Le film se déroule pendant la grande grève des mineurs britanniques de 1984-85. Grève dramatique durant laquelle toute une profession jette ses dernières forces, engageant une partie de bras de fer. Ce sera quitte ou double.

On ne peut pas rester insensible à la destruction du vieux piano familial par le père de Billy afin de se procurer un peu de bois de chauffage, ni à l’ambiance de plomb qui s’écrase sur la fête de Noël de la petite famille, fête plus triste qu’un portrait de Mme Thatcher en tailleur noir.

Grève de désespérés, cet évènement provoque des drames familiaux comme la bagarre qui oppose le père de Billy et le fils aîné. Ce dernier est prêt à en découdre manu militari avec les CRS anglais et prend une barre de fer pour rejoindre ses camarades. Son père l’en dissuade par la force. Violence qui jette encore plus Billy dans son rêve de danse étoilé.

Mais, le pire arrive lorsque le père prend conscience des talents artistiques de Billy et admet qu’il le faut mener à Londres passer un concours d’admission. Est-ce possible avec cette grève qui vide poches et portemonnaies ? Aussi, reniant ses convictions qu’il a affichées depuis toujours, Elliot-père reprend le travail, casse la grève, devient un "jaune" devant tous ses camarades qui continuent le combat. Nouvel affrontement physique avec le fils aîné qui ne comprend pas, mais pas du tout.

L’intransigeance de l’amie de Pinochet a fait pourrir la situation, a provoqué des dissensions familiales, a dynamité les solidarités. Dilué l’esprit de révolution. Ce fut un désastre.

Puis-je dire que je ne trouve pas le personnage de Billy -admirablement interprété par le jeune Jamie Bell- si sympathique que cela ? Il refuse de voir la grève, ses implications, il se réfugie dans la musique. Il va même jusqu’à reprocher à son père -dans une scène chaleureuse d’amour partagé entre le père et le fils- de n’être jamais allé à Londres, de n’être pas sorti de son « trou ». Mais à qui la faute ? Le patronat anglais du charbon a fait des efforts pour l’édification culturelle de ses salariés ? Le mineur anglais préfère la boxe à la danse classique… mal dégrossi, pour sûr. 

On sort de ce film englouti par la désespérance.

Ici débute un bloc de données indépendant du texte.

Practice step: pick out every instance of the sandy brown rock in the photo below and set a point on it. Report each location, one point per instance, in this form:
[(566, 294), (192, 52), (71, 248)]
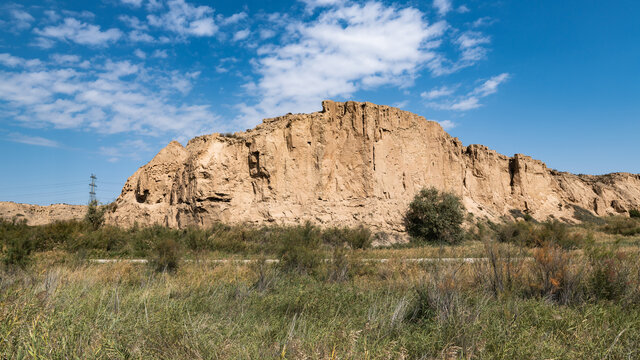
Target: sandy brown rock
[(351, 163), (40, 215)]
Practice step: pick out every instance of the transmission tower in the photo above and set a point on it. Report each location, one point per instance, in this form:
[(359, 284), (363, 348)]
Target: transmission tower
[(92, 189)]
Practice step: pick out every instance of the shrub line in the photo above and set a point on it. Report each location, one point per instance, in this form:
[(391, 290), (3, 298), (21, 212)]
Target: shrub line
[(275, 261)]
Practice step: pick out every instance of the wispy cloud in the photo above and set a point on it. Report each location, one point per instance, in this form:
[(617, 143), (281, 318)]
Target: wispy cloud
[(132, 149), (437, 93), (134, 3), (442, 6), (471, 100), (185, 19), (13, 61), (22, 20), (347, 48), (241, 35), (114, 97), (80, 32), (32, 140)]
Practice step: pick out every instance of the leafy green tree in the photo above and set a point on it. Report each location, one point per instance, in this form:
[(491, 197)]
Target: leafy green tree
[(435, 216), (95, 215)]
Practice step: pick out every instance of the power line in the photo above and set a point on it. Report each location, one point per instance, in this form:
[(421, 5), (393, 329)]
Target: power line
[(92, 191)]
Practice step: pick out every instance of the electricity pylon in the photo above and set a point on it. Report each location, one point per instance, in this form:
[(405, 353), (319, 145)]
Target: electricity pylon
[(92, 191)]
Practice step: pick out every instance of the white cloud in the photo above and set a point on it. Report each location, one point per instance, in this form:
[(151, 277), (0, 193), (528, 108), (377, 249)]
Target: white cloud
[(267, 33), (313, 4), (133, 22), (161, 54), (14, 61), (465, 104), (21, 19), (490, 86), (241, 35), (32, 140), (462, 9), (470, 44), (437, 93), (140, 54), (185, 19), (115, 97), (483, 21), (62, 59), (140, 36), (472, 99), (43, 43), (131, 149), (442, 6), (134, 3), (52, 15), (80, 32), (345, 49), (233, 19)]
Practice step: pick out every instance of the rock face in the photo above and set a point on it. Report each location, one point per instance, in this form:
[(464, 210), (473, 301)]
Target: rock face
[(352, 163), (40, 215)]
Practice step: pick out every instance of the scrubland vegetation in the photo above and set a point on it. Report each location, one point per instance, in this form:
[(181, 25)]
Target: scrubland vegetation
[(523, 290)]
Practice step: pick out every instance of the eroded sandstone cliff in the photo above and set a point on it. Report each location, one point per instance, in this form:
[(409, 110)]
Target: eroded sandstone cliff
[(351, 163)]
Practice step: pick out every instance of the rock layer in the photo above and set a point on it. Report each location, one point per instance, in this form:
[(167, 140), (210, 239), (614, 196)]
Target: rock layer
[(352, 163)]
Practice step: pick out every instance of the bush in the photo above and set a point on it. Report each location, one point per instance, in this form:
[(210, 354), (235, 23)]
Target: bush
[(18, 252), (621, 225), (95, 215), (355, 238), (609, 277), (435, 216), (538, 235), (554, 277), (166, 256), (299, 248)]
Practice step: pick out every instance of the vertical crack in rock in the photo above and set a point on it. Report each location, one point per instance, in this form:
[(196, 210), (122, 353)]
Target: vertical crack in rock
[(255, 178)]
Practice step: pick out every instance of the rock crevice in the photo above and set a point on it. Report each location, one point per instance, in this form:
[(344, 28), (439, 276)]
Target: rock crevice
[(348, 164)]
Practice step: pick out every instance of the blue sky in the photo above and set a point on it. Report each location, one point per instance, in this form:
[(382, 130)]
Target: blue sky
[(101, 86)]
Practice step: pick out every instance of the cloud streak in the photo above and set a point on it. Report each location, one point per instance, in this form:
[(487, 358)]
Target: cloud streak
[(347, 48), (471, 100), (80, 32), (117, 97), (32, 140)]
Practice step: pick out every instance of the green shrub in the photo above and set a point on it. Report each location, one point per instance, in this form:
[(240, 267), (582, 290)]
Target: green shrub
[(94, 215), (621, 225), (355, 238), (299, 249), (339, 268), (538, 235), (435, 216), (609, 277), (18, 252), (166, 255)]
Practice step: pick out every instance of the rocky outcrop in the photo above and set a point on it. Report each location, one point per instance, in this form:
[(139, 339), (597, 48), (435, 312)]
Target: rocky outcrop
[(352, 163), (40, 215)]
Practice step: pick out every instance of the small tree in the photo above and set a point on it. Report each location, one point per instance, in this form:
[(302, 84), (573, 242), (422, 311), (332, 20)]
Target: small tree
[(95, 215), (435, 216)]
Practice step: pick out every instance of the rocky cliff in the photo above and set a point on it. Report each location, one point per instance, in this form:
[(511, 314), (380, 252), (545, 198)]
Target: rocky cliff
[(352, 163)]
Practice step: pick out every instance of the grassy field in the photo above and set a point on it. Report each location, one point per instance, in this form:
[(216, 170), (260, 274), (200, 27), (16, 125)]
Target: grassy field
[(575, 295)]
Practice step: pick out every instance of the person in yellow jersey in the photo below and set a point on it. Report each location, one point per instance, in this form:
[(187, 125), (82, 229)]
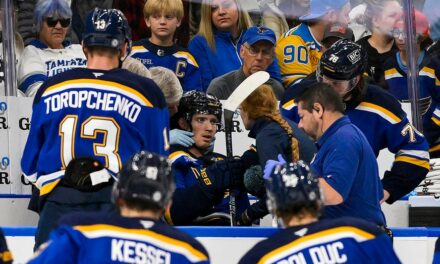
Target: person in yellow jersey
[(298, 51)]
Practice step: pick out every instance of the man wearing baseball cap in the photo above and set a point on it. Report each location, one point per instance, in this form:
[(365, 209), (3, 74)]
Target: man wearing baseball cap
[(298, 51), (257, 52)]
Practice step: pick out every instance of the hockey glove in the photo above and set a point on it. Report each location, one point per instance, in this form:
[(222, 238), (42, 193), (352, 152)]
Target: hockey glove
[(181, 137), (271, 164), (222, 175)]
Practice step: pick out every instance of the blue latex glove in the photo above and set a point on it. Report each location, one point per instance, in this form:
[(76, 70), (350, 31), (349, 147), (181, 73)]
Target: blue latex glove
[(271, 164), (181, 137)]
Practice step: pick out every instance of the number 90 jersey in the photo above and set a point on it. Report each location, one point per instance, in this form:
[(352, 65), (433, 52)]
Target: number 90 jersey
[(107, 115), (298, 54)]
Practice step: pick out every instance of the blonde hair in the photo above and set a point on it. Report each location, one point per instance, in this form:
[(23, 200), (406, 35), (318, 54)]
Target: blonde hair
[(206, 28), (171, 7), (375, 8), (263, 103)]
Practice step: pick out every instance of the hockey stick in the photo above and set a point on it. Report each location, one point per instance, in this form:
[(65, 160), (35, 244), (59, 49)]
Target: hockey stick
[(240, 93)]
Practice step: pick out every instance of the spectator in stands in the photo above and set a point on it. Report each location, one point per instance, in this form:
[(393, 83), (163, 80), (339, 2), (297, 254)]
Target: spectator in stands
[(163, 17), (257, 52), (282, 14), (299, 50), (50, 53), (5, 254), (170, 86), (216, 46), (276, 138), (380, 18), (203, 178), (396, 72)]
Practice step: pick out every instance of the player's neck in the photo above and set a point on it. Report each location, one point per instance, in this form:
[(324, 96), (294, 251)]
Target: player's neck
[(294, 221), (127, 212), (102, 62), (381, 43), (165, 42)]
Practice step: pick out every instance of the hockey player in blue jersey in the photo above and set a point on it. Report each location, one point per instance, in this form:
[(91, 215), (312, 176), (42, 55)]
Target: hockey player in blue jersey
[(375, 112), (5, 254), (295, 198), (429, 74), (203, 177), (163, 17), (132, 235), (100, 111)]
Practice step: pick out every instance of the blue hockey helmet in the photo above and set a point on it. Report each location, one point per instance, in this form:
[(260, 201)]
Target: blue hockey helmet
[(292, 186), (107, 28), (147, 178), (197, 102)]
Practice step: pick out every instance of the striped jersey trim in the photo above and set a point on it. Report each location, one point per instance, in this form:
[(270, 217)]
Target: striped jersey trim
[(167, 243), (289, 105), (392, 73), (178, 154), (384, 113), (98, 85), (318, 238), (186, 55)]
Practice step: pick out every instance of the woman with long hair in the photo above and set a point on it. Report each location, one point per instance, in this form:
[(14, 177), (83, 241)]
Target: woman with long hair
[(276, 139)]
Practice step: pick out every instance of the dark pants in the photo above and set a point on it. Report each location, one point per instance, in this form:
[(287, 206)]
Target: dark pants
[(64, 200)]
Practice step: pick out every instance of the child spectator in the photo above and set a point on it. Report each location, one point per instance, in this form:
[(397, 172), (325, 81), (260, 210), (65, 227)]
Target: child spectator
[(163, 17)]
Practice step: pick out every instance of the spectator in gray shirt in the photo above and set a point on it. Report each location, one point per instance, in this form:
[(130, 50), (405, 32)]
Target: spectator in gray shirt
[(257, 53)]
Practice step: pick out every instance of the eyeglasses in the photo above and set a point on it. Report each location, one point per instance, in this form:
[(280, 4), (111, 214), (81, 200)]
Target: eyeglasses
[(266, 53), (52, 22), (398, 32)]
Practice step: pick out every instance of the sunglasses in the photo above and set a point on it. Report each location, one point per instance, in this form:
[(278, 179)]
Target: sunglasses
[(52, 22)]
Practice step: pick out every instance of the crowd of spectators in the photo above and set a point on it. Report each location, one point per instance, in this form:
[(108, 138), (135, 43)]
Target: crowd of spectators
[(191, 48)]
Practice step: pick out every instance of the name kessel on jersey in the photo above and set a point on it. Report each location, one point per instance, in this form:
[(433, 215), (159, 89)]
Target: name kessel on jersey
[(126, 251)]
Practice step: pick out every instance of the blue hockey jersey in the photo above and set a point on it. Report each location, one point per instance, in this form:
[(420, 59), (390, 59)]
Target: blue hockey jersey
[(429, 92), (5, 254), (108, 115), (385, 125), (110, 238), (186, 169), (344, 240), (175, 58)]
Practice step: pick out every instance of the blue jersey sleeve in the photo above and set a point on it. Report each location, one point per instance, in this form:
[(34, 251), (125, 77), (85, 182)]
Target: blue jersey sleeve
[(61, 248), (198, 47)]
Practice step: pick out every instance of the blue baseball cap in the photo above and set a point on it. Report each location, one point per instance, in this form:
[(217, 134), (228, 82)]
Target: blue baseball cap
[(257, 33), (319, 8)]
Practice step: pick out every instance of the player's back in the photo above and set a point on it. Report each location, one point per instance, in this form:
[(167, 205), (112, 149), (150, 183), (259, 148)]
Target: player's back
[(111, 238), (343, 240), (108, 115)]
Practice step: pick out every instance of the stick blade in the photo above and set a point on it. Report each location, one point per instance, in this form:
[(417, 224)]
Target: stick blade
[(245, 88)]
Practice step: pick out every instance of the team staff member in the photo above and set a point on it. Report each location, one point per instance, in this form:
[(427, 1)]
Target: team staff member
[(345, 163), (50, 53), (203, 177), (163, 17), (134, 234), (295, 198), (376, 113), (298, 51), (100, 111)]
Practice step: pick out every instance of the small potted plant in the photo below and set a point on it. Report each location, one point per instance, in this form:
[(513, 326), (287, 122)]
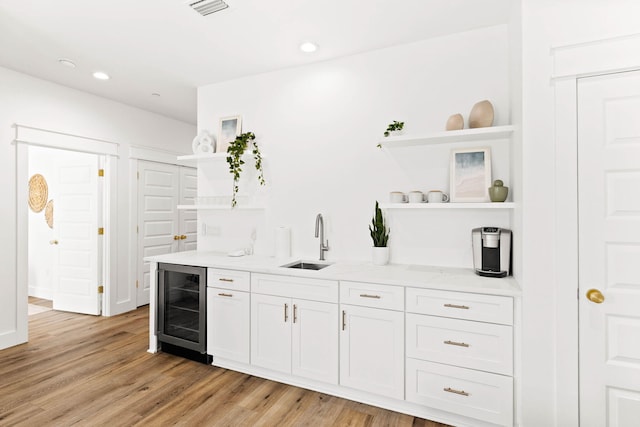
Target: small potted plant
[(234, 158), (380, 237), (394, 128)]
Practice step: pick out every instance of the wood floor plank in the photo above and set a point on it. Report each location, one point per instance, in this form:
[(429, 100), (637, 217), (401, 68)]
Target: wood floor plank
[(95, 371)]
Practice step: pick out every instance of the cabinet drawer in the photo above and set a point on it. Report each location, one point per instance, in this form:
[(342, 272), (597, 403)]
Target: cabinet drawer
[(474, 394), (461, 305), (295, 287), (372, 295), (475, 345), (228, 279)]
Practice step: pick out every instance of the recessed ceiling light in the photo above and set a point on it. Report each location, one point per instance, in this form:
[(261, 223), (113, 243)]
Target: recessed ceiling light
[(101, 75), (308, 47), (67, 62)]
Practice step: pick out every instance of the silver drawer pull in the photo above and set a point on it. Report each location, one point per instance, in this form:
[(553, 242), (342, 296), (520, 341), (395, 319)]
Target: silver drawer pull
[(462, 307), (453, 390), (459, 344)]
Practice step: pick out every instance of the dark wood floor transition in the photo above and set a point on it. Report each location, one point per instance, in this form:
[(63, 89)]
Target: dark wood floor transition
[(86, 370)]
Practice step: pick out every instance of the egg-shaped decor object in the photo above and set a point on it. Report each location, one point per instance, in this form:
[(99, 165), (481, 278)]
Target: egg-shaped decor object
[(481, 115), (455, 122)]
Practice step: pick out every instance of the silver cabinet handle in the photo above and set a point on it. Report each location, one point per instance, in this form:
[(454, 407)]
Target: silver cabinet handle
[(453, 390), (462, 307), (459, 344)]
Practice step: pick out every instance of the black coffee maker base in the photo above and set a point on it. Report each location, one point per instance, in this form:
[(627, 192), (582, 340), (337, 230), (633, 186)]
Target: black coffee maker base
[(485, 273), (186, 353)]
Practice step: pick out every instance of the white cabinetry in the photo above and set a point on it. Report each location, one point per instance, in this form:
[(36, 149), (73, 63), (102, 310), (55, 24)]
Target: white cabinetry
[(228, 324), (292, 334), (228, 314), (372, 339), (461, 363)]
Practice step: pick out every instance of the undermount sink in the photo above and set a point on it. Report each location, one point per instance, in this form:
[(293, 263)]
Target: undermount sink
[(305, 265)]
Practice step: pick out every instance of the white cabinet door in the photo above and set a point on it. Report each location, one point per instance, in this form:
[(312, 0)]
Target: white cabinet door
[(271, 332), (372, 350), (228, 314), (315, 340)]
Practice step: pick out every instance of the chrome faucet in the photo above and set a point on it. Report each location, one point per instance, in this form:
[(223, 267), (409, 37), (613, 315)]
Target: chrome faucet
[(320, 232)]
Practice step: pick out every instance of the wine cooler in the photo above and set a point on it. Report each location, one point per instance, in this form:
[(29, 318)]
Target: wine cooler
[(182, 310)]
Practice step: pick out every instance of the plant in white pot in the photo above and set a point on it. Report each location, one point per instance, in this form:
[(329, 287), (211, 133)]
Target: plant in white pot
[(380, 237)]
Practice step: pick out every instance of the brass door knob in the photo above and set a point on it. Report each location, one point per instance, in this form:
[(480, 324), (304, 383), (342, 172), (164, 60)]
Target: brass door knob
[(595, 296)]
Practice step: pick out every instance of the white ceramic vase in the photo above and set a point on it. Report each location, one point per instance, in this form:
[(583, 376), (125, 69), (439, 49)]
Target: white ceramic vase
[(379, 256)]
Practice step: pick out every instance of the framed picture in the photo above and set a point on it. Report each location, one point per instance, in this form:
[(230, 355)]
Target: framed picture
[(230, 127), (470, 174)]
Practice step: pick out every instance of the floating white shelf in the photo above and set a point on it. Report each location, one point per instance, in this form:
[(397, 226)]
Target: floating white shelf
[(507, 205), (452, 136), (219, 207)]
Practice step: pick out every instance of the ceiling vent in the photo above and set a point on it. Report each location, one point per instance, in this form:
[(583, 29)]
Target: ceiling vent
[(207, 7)]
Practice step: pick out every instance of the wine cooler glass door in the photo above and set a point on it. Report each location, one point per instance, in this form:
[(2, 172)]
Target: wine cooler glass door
[(182, 303)]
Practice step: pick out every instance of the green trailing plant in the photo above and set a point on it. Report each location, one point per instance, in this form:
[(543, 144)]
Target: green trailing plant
[(395, 125), (378, 229), (234, 158)]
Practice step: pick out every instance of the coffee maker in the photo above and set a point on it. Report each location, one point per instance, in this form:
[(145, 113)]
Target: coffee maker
[(491, 251)]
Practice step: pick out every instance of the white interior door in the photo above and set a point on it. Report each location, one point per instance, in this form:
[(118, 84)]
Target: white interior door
[(609, 249), (77, 216), (188, 218), (158, 226)]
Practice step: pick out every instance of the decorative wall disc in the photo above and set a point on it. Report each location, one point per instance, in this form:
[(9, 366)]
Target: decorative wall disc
[(38, 192), (48, 213)]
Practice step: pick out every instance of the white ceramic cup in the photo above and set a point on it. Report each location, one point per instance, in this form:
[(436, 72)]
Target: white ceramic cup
[(416, 197), (437, 196), (397, 197)]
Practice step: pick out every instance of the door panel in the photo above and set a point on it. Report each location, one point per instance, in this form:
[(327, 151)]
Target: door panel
[(315, 340), (609, 248), (78, 259), (157, 217), (271, 332), (188, 218), (162, 228)]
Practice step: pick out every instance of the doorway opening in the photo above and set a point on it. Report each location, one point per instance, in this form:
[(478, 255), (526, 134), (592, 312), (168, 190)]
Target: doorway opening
[(65, 244)]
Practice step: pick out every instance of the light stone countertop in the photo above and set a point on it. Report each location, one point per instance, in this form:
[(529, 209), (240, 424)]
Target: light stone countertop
[(419, 276)]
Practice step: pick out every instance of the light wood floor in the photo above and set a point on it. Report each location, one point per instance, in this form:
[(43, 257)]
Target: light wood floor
[(86, 370)]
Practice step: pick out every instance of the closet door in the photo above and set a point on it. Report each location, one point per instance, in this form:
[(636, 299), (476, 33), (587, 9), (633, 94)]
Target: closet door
[(188, 219)]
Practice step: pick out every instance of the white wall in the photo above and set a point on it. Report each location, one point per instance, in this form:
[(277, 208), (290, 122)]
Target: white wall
[(318, 127), (548, 398), (34, 102)]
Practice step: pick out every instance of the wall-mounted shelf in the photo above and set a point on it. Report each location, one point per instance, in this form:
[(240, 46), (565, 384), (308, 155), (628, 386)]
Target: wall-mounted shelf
[(507, 205), (194, 159), (219, 207), (452, 136)]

Certes, au final, Billy devenu adulte et danseur-étoile nous gratifie d’un magistral saut vers les hauteurs soulevé par la musique du Lac des Cygnes. Il a réussi, tant mieux pour lui. Mais les autres ? Quand on sait que leur avenir sera le New Labor de Mr Blair, un frisson nous parcourt.

Je termine sur un point positif : le film est aussi un hommage rendu à ces pédagogues comme Mme Wilkinson, professeur de danse, qui a détecté les talents de Billy, ces pédagogues qui ont évité qu’on assassine trop de Mozart.


[1] Le Monde, supplément télévisions, semaine du 6 au 12 juin, page 17.